-1

Weird one but:

Let's say you've a huge html page and if the page contains an email address (looking for an @ sign) you want to return that email.

So far I know I need something like this:

 String email;

 if (myString.contains("@")) {

      email = myString.substring("@")
 }

I know how to get to the @ but how do I go back in the string to find what's before it etc?

  • 1
    Maybe is better using a regex? – Alejandro Alcalde May 25 '14 at 20:00
  • 7
    @algui91 if you parse HTML with a regex you'll be kicked in your ass by prussian horses. I guarantee it. – Thomas Jungblut May 25 '14 at 20:01
  • 5
    I wouldn't use plain String methods or regular expressions to read data from HTML pages. There are specialized tools for web crawling and HTML parsing. Off the top of my head, take a look at [jsoup](http://jsoup.org/) – toniedzwiedz May 25 '14 at 20:02
  • 1
    This doesn't even have to do with html parsing or crawling. You guys are so stigmatic about regex + html. This is just a simple text search really. **except** if the e-mail address will apear in say, the `href` attribute of an `a` tag. – MarioDS May 25 '14 at 20:03
  • @MDeSchaepmeester it's not about stigma, you just don't *parse* a non-regular language with a regular expression.
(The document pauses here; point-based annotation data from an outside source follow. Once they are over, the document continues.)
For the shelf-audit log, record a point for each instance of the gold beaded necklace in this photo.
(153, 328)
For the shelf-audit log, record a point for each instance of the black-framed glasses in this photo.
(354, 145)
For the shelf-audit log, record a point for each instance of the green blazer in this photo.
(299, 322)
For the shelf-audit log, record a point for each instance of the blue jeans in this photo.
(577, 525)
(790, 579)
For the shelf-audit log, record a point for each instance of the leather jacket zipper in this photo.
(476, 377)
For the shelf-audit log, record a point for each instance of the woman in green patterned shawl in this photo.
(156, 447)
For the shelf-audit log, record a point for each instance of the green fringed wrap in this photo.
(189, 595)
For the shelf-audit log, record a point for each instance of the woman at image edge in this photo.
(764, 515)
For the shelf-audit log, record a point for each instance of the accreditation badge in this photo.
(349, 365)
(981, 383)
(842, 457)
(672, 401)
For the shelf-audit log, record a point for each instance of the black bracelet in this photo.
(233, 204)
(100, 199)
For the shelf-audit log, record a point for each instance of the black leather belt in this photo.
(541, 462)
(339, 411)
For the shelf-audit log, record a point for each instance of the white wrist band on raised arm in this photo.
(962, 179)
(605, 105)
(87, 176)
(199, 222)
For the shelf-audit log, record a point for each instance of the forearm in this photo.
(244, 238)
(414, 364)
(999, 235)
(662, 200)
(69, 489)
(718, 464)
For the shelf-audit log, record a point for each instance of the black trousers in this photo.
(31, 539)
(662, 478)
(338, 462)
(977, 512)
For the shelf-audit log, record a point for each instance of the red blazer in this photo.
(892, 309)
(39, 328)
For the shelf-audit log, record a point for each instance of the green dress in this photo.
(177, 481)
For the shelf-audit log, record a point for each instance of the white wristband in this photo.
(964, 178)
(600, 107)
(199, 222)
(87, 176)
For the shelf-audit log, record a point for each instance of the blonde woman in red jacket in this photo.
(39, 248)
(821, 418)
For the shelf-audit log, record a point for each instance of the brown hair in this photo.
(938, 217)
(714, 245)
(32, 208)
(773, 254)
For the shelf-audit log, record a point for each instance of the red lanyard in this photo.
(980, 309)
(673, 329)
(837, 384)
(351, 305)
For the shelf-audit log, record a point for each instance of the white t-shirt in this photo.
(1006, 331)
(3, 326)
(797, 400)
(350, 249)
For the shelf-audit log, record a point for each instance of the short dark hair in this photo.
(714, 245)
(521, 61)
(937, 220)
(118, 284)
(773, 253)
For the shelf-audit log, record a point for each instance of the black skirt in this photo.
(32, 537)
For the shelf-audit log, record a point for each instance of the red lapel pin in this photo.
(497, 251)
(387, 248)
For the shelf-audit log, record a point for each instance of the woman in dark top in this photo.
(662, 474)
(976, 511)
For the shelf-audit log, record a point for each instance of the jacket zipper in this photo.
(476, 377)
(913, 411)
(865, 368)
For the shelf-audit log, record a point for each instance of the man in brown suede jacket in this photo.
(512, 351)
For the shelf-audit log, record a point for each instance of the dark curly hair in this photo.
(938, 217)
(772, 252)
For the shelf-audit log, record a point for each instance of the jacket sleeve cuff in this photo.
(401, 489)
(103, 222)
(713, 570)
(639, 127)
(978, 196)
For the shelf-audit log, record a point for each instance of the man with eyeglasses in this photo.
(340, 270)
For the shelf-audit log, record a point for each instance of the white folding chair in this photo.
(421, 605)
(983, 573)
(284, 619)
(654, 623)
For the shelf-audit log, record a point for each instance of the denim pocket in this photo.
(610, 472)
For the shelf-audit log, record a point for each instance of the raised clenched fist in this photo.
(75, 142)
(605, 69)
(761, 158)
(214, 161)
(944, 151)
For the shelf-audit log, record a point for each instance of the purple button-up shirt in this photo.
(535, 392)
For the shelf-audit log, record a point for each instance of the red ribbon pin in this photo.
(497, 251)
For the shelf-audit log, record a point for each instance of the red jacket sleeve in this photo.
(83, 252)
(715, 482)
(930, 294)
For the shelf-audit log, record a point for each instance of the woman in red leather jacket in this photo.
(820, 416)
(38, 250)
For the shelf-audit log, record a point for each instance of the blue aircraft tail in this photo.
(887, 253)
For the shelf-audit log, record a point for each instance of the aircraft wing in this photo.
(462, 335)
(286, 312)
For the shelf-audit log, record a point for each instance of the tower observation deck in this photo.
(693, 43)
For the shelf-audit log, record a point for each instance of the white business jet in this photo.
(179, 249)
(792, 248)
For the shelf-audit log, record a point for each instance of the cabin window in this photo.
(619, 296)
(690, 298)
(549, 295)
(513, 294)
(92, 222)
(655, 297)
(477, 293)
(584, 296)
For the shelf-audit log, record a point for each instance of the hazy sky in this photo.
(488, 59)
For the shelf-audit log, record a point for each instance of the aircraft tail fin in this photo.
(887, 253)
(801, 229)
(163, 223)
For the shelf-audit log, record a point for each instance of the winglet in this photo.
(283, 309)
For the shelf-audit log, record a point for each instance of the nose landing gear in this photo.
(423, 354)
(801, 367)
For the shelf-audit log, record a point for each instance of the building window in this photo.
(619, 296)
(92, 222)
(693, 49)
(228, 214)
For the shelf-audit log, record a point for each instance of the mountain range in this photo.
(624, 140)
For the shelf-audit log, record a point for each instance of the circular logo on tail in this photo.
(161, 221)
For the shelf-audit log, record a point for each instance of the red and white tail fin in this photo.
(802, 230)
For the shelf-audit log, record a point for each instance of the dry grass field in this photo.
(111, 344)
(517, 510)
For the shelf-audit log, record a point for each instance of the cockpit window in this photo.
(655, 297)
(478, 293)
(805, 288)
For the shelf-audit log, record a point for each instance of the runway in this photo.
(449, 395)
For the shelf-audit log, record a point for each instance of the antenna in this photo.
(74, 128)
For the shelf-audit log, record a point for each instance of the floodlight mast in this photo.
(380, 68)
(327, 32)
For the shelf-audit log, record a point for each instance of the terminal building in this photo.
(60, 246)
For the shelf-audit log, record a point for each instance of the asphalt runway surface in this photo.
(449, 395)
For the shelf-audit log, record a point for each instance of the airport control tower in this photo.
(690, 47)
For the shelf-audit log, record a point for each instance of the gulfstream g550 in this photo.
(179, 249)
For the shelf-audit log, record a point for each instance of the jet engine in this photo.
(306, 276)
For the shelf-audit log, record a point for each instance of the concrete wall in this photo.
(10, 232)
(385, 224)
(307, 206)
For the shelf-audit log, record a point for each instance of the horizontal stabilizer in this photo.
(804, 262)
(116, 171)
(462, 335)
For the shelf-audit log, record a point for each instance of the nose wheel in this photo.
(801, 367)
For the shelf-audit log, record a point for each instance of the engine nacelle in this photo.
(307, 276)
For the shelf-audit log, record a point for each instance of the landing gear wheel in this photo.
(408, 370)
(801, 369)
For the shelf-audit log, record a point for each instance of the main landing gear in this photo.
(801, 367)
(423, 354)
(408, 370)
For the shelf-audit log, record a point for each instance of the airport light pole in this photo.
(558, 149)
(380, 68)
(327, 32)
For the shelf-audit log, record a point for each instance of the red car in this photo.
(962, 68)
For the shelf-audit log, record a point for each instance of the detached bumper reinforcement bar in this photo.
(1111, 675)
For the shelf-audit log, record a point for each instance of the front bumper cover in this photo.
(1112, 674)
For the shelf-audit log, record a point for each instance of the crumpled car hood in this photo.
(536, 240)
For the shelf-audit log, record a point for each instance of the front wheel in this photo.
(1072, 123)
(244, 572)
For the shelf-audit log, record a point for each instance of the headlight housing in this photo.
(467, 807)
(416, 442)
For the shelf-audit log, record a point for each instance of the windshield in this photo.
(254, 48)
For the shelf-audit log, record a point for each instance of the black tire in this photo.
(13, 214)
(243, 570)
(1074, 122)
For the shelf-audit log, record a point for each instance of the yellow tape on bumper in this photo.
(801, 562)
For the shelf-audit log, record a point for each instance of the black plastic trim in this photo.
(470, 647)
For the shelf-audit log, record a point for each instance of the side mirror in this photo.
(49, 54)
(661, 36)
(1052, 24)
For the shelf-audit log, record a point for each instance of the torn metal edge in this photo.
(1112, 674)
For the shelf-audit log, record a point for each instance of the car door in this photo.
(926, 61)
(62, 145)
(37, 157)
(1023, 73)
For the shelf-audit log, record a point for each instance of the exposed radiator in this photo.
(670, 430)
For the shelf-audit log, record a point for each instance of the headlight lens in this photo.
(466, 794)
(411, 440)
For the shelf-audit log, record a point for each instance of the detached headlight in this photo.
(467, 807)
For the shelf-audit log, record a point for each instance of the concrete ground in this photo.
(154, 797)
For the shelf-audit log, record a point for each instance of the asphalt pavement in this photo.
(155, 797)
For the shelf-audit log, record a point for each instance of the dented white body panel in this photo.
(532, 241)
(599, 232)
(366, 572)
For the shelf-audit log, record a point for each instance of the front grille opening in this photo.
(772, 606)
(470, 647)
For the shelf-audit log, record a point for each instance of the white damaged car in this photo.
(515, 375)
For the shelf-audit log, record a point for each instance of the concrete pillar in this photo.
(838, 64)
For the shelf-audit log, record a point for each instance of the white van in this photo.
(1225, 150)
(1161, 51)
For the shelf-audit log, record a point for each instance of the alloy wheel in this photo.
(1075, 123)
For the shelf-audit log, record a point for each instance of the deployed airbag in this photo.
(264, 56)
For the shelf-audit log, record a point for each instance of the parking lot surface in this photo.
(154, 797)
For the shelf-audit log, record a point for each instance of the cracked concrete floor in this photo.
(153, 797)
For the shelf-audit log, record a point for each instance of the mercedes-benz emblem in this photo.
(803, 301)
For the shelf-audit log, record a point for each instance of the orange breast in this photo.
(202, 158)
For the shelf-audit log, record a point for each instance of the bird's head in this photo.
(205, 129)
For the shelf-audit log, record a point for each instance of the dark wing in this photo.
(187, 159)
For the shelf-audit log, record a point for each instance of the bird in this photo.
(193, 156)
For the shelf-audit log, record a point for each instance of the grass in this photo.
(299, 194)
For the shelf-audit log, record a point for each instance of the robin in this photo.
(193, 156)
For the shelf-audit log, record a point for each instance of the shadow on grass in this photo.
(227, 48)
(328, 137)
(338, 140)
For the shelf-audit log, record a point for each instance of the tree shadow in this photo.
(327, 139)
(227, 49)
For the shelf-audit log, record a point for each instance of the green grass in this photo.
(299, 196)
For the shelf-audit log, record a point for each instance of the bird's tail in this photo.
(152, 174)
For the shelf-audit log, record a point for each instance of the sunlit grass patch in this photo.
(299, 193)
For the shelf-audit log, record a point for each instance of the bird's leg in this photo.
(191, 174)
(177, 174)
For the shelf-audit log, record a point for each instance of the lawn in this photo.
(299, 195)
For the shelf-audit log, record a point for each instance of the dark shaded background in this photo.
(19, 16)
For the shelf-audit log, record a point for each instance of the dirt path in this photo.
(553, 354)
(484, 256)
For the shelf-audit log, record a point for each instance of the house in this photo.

Try a regex for email scraping on the text on this page here, I at least see one particular spot where it already breaks finding emails- no matter how genius your regex is. – Thomas Jungblut May 25 '14 at 20:09
  • @ThomasJungblut you got a point if you can prove what that particular spot is - for starters, off the top of my head I don't know a valid HTML tag or attribute that has an `@`. Furthermore, the OP never said he actually cared about the HTML in question, he only wants to find an e-mailadres in a stream that happens to contain HTML. – MarioDS May 25 '14 at 20:15
  • 1
    May we know the context of this question, and what your eventual goal is? Chances are, you're taking some entirely wrong approach to something. – MarioDS May 25 '14 at 20:19
  • 2
    Not to mention that using `@` for other purposes is extremely common, such as on Twitter and SE. My suspicious side thinks the OP is writing a spambot. – chrylis -cautiouslyoptimistic- May 25 '14 at 21:05

4 Answers4

0

if the myString is the string for email you received from html page then ,

you can return the same string if it has @ right. something like below

String email;

 if (myString.contains("@")) {

      email = myString;
 }

whats the challenge here.. can you explain any challenge if so ?

Karibasappa G C
  • 2,686
  • 1
  • 18
  • 27
0
String email;

if (myString.contains("@")) {
    // Locate the @
    int atLocation = myString.indexOf("@");
    // Get the string before the @
    String start = myString.substring(0, atLocation);
    // Substring from the last space before the end
    start = start.substring(start.lastIndexOf(" "), start.length);
    // Get the string after the @
    String end = myString.substring(atLocation, myString.length);
    // Substring from the first space after the start (of the end, lol)
    end = end.substring(end.indexOf(" "), end.length);
    // Stick it all together
    email = start + "@" + end;
}

This may be a little off as I've been writing javascript all day. :)

JakeSidSmith
  • 819
  • 6
  • 12
0

This method will give you a list of all the email addresses contained in a string.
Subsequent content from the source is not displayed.